Bohdan never talked much before, but he certainly doesn’t talk much now.
I sit, propped up in our bed, the new seafoam-green sheets pooling around my legs—the navy ones are buried in the closet—a text on herbal remedies open against my knees instead of anything else I should be reading.
I have a perfect view from here of Bohdan stepping out of the shower in the en suite. He dries his hair, wincing only a little when the towel touches his head, and he moves through the prescription bottles on the counter in the order they sit.
The first antidepressant.
The extra-strength ibuprofen prescribed to him.
He skips over the triptans—a good sign his head might not be bothering him too much—but he does take a sleeping pill.
His eyes used to find me first in any room, but he sort of looks right through me—probably through everything, actually—and he drops to his side of the bed.
“Do you like them?” I ask, tugging on the sheets.
Bohdan blinks, scrubbing his face and wincing slightly when his fingertips graze the cut along his forehead, still raised and pink against usually golden skin. “Like what?”

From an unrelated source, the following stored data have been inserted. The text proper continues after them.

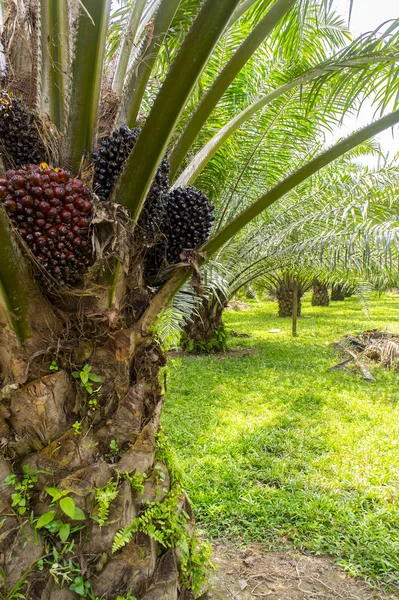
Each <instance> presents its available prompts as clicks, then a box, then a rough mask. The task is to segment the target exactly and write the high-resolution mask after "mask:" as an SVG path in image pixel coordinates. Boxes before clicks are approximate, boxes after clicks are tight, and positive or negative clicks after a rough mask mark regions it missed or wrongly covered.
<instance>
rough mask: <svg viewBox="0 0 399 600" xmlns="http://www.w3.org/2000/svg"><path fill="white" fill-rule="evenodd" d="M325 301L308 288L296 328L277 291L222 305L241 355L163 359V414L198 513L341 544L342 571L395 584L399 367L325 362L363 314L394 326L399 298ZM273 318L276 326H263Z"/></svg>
mask: <svg viewBox="0 0 399 600" xmlns="http://www.w3.org/2000/svg"><path fill="white" fill-rule="evenodd" d="M369 310H370V312H371V315H370V319H368V318H367V317H366V316H365V314H364V312H363V309H362V306H361V304H360V303H359V302H358V300H357V299H356V298H350V299H346V300H345V302H344V303H334V304H333V305H332V306H330V307H329V308H312V307H311V306H310V302H309V300H305V302H304V309H303V314H305V315H308V316H311V317H312V318H311V319H301V320H300V321H299V322H298V331H299V337H298V338H297V339H295V340H293V339H292V338H291V337H290V321H289V319H288V320H287V319H279V318H277V317H276V316H275V314H276V304H273V303H259V304H257V303H253V304H252V305H251V309H250V310H248V311H245V312H229V313H226V318H225V321H226V325H227V327H228V329H234V330H235V331H238V332H243V333H249V334H251V336H252V337H251V339H248V340H241V339H240V338H231V340H230V343H231V345H235V346H236V345H237V344H240V345H244V346H246V347H251V348H256V349H258V350H259V353H258V354H257V355H253V356H247V357H241V358H238V357H228V358H224V359H220V358H215V357H194V358H184V359H175V360H173V361H171V373H170V377H169V383H168V393H167V401H166V407H165V411H164V417H163V424H164V427H165V429H166V430H167V432H168V433H169V436H170V439H171V441H172V443H173V444H174V446H175V448H176V449H177V452H178V454H179V456H180V458H181V462H182V465H183V468H184V470H185V472H186V477H187V480H186V488H187V491H188V493H189V495H190V497H191V500H192V503H193V505H194V508H195V513H196V516H197V519H198V521H200V523H201V524H202V526H203V528H204V529H205V530H206V531H207V532H208V534H210V535H212V536H227V537H229V538H232V539H235V540H237V541H246V542H248V541H262V542H266V543H267V544H268V545H269V546H270V548H275V549H276V548H282V547H287V546H288V547H289V546H295V547H297V548H300V549H307V550H310V551H313V552H316V553H327V554H330V555H333V556H335V557H337V559H338V562H339V563H340V564H341V565H342V566H344V567H345V568H346V569H347V570H348V571H349V572H351V573H353V574H357V575H363V576H366V577H367V578H369V579H379V580H380V581H391V582H392V583H394V584H397V585H399V406H398V401H399V387H398V383H399V380H398V377H399V376H398V375H395V374H393V373H388V372H386V371H384V370H382V369H380V368H375V369H374V370H373V373H374V375H375V377H376V380H377V381H376V382H375V383H371V382H368V381H365V380H363V379H362V378H361V375H360V373H353V372H350V373H349V372H344V371H337V372H330V373H328V372H327V369H328V368H329V367H331V366H333V365H334V364H336V363H337V362H338V356H337V354H336V352H335V351H334V350H333V349H332V348H331V346H330V344H331V342H333V341H334V340H337V339H338V338H339V337H340V336H341V335H343V334H345V333H348V332H355V331H356V330H363V329H370V328H373V327H379V328H388V329H389V330H391V331H395V329H396V331H399V298H398V297H396V298H395V297H385V298H383V299H380V300H378V299H375V300H374V301H372V302H371V304H370V305H369ZM272 328H281V332H280V333H269V330H270V329H272Z"/></svg>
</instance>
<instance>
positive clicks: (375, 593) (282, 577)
mask: <svg viewBox="0 0 399 600" xmlns="http://www.w3.org/2000/svg"><path fill="white" fill-rule="evenodd" d="M214 561H215V563H216V567H217V570H216V572H215V580H214V587H213V589H212V590H210V591H209V592H208V593H207V594H206V595H205V596H204V600H205V599H206V600H233V599H234V600H256V599H257V598H268V599H269V600H338V599H343V600H351V599H356V600H376V599H379V600H382V599H383V600H398V599H399V596H397V595H393V594H392V593H389V592H388V593H385V592H384V590H381V589H373V588H371V587H370V586H368V585H367V584H365V583H363V582H362V581H359V580H357V579H356V578H354V577H351V576H350V575H348V574H347V573H345V572H344V571H343V570H342V569H340V568H339V567H337V566H335V565H334V564H333V563H332V561H331V560H330V559H328V558H326V557H318V556H310V555H305V554H300V553H296V552H295V551H291V552H268V551H267V550H266V549H265V548H264V547H262V545H260V544H259V545H258V544H256V545H250V546H246V547H243V548H237V546H235V545H234V544H233V543H231V542H223V543H218V544H216V545H214Z"/></svg>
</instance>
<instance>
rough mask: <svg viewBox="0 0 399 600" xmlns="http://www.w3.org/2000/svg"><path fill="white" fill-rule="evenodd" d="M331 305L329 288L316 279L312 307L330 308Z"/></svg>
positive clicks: (313, 289) (313, 285) (313, 284)
mask: <svg viewBox="0 0 399 600" xmlns="http://www.w3.org/2000/svg"><path fill="white" fill-rule="evenodd" d="M329 304H330V296H329V293H328V287H327V286H326V285H324V284H322V283H320V281H317V279H315V281H314V282H313V294H312V306H328V305H329Z"/></svg>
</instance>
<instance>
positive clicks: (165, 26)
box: [119, 0, 181, 127]
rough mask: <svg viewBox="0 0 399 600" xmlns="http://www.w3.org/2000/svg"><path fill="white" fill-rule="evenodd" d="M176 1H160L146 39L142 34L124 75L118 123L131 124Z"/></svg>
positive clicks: (174, 8) (165, 32)
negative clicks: (129, 62)
mask: <svg viewBox="0 0 399 600" xmlns="http://www.w3.org/2000/svg"><path fill="white" fill-rule="evenodd" d="M180 3H181V0H163V1H162V2H161V4H160V6H159V8H158V10H157V13H156V15H155V18H154V22H153V27H152V28H151V31H149V33H148V39H147V36H145V37H144V40H143V41H142V42H141V51H139V52H138V56H137V58H136V59H135V60H134V62H133V65H132V67H131V68H130V69H129V72H128V74H127V79H126V83H125V86H124V89H123V95H122V103H121V109H120V115H119V125H125V124H126V125H127V126H128V127H134V126H135V124H136V120H137V116H138V114H139V110H140V106H141V102H142V99H143V95H144V92H145V90H146V86H147V83H148V79H149V77H150V75H151V72H152V70H153V68H154V65H155V62H156V59H157V56H158V53H159V51H160V49H161V47H162V44H163V43H164V40H165V36H166V33H167V31H168V29H169V27H170V24H171V23H172V21H173V17H174V16H175V14H176V10H177V9H178V7H179V5H180Z"/></svg>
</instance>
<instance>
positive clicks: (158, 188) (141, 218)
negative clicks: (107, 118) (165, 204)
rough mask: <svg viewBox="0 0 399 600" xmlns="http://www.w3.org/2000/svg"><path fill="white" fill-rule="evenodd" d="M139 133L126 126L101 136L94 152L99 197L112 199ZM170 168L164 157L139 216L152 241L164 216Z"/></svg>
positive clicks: (147, 233)
mask: <svg viewBox="0 0 399 600" xmlns="http://www.w3.org/2000/svg"><path fill="white" fill-rule="evenodd" d="M140 133H141V129H140V128H138V127H137V128H135V129H129V127H127V126H126V125H124V126H122V127H121V128H120V129H118V130H116V131H114V132H113V133H112V135H111V136H109V137H105V138H102V140H101V142H100V147H99V149H98V151H97V152H95V153H94V154H93V155H92V160H93V164H94V190H95V191H96V193H97V195H98V197H99V199H100V200H103V201H105V200H109V198H110V195H111V192H112V189H113V187H114V185H115V182H116V180H117V179H118V177H119V175H120V173H121V171H122V169H123V166H124V164H125V162H126V160H127V158H128V156H129V154H130V152H131V151H132V150H133V148H134V145H135V143H136V141H137V139H138V137H139V135H140ZM169 171H170V167H169V163H168V161H167V160H166V159H165V158H164V159H163V161H162V163H161V165H160V166H159V168H158V170H157V172H156V175H155V177H154V181H153V183H152V186H151V188H150V191H149V192H148V195H147V198H146V202H145V206H144V210H143V214H142V216H141V218H140V226H141V229H142V230H143V231H144V232H145V234H146V239H147V240H148V241H149V242H151V240H153V239H154V237H155V236H156V234H157V232H158V231H159V228H160V223H161V221H162V219H163V215H164V204H165V203H164V197H165V195H166V193H167V192H168V189H169Z"/></svg>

“The sheets.” I tug the sheet up again, trying to smile.
His eyes skip over those, too, and he shrugs, dropping his head against the pillow. “Didn’t even notice them.”

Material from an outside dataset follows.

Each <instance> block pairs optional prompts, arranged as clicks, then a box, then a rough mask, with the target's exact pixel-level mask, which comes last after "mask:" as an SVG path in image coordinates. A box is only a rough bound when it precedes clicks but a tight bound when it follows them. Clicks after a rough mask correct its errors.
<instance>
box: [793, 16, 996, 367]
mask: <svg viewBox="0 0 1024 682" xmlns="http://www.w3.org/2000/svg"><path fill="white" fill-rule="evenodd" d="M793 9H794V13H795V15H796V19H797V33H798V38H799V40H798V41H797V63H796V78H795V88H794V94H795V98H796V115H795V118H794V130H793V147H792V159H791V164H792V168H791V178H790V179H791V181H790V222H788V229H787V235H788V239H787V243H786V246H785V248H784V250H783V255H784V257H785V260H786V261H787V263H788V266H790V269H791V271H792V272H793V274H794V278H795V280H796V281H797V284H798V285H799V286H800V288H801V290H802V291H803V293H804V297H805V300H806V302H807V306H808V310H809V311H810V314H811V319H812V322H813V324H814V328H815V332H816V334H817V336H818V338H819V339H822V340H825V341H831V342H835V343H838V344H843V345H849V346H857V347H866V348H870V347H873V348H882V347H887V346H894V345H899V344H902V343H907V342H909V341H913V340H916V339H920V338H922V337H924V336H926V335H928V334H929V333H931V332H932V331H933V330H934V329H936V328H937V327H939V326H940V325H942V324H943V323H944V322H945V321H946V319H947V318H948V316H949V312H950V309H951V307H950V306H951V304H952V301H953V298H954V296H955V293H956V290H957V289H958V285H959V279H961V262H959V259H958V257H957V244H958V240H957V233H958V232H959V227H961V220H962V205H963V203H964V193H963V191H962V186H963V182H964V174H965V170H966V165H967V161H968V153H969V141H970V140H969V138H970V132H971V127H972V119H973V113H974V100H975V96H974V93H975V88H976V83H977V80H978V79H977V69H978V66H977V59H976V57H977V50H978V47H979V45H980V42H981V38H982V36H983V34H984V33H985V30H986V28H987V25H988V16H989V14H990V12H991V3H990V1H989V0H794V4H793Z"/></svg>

“They sort of match the new plant in the windowsill.” I point half-heartedly towards the pothos draped across the ledge, leaves curled outwards, waiting for the morning sun.
He presses his eyes shut, fingers finding the bridge of his nose. “What plant?”
He’s not being rude, and even though he falls asleep right beside me, even though I watch his breathing, the way his eyes flick under his closed eyelids, tracking something that I hope might be a good dream, he’s just . . . not really there anymore.